Following Grindr’s launch of Kindr, the singer told PinkNews: “It doesn’t change the fact that there are people out there who see black people or people of colour as accessories to their sexual fantasies, which is harmful to someone’s relationship with sex, or casual sex, or intimacy, because they just have this wall that has just been created by other people and their ignorance.
“The change starts in the people – the apps are going to be what the apps are. Grindr can do everything they can to help lessen the impact these things have but it does come from the people.”
Activist and model Munroe Bergdorf has recently been in talks with the platform to discuss ways the app could “become something positive and inclusive for the LGBTQ community in the future.”
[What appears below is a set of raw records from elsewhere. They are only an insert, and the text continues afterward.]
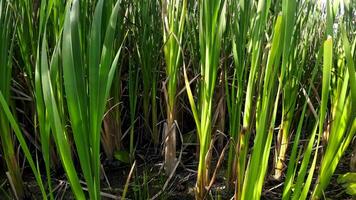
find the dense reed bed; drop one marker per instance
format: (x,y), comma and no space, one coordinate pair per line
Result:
(177,99)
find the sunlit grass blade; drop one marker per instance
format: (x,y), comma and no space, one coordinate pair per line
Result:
(6,136)
(256,169)
(173,19)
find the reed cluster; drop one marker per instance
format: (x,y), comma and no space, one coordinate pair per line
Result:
(87,85)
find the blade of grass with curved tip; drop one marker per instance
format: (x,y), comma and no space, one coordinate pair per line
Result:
(6,141)
(23,144)
(173,19)
(57,126)
(288,74)
(234,93)
(212,22)
(343,122)
(86,99)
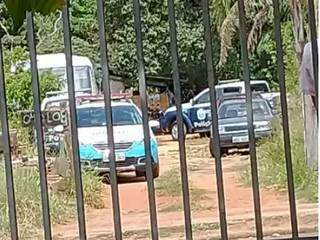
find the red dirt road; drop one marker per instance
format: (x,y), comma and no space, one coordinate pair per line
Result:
(205,218)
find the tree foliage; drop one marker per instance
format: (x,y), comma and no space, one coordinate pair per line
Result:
(18,8)
(121,37)
(19,94)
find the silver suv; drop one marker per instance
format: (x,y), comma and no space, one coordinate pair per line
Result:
(233,125)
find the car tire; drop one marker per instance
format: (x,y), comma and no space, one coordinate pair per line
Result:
(202,135)
(223,151)
(174,130)
(155,172)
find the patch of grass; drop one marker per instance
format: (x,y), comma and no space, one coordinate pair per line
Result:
(271,158)
(92,189)
(28,204)
(169,184)
(28,201)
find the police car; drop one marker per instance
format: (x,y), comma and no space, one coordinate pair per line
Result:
(197,112)
(128,138)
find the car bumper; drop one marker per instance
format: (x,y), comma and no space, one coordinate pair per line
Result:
(129,165)
(227,140)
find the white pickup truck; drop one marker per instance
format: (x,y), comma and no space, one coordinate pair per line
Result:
(258,86)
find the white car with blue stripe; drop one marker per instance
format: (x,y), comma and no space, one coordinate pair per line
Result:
(128,138)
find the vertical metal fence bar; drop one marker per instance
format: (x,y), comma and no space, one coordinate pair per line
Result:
(216,138)
(314,47)
(181,135)
(252,143)
(38,127)
(285,120)
(7,153)
(73,123)
(109,121)
(145,119)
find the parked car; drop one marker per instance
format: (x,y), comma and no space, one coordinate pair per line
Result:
(233,126)
(196,113)
(128,137)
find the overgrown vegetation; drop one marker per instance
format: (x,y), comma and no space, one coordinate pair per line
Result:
(28,201)
(271,157)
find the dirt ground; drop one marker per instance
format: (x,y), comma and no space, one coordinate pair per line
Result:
(204,205)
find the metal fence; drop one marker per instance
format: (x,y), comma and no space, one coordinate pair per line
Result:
(142,90)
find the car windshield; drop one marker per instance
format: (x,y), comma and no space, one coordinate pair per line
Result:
(95,116)
(259,87)
(81,76)
(227,91)
(236,109)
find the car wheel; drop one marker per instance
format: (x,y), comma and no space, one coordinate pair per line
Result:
(140,174)
(223,151)
(174,131)
(155,172)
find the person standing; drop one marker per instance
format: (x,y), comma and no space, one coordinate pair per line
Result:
(307,85)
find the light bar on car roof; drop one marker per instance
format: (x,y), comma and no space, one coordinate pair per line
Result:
(98,98)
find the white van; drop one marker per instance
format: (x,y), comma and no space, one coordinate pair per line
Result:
(82,67)
(56,64)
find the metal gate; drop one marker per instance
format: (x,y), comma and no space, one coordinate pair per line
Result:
(142,90)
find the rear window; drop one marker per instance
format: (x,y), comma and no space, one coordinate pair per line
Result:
(228,90)
(234,109)
(259,87)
Grindr has announced it release a Kindr version of the app, set to launch in September 2018 with the tag line: “It’s time to play nice.”
“We face a lot of just criticism and people look at us with a different lens, just because it is something different, something they’re not used to,” he explained.
“They’re used to seeing quite heteronormative ideals from pop stars, male and female, and so when it’s someone who straddles the line or does something different, yeah, it can be looked at as wrong, which it isn’t, of course.”
He admitted to “even self-censoring” at times, by changing pronouns in songs after coming under pressure to match heteronormative ideals.
“I know that I was probably self-censoring myself from using male pronouns and deciding to go for genderless songs to consciously trying to not reveal anything,” he said.
“Now I don’t care because all I can do is speak my truth and it will help someone else figure out their truth, which I think is important. The more it gets normalised the better.”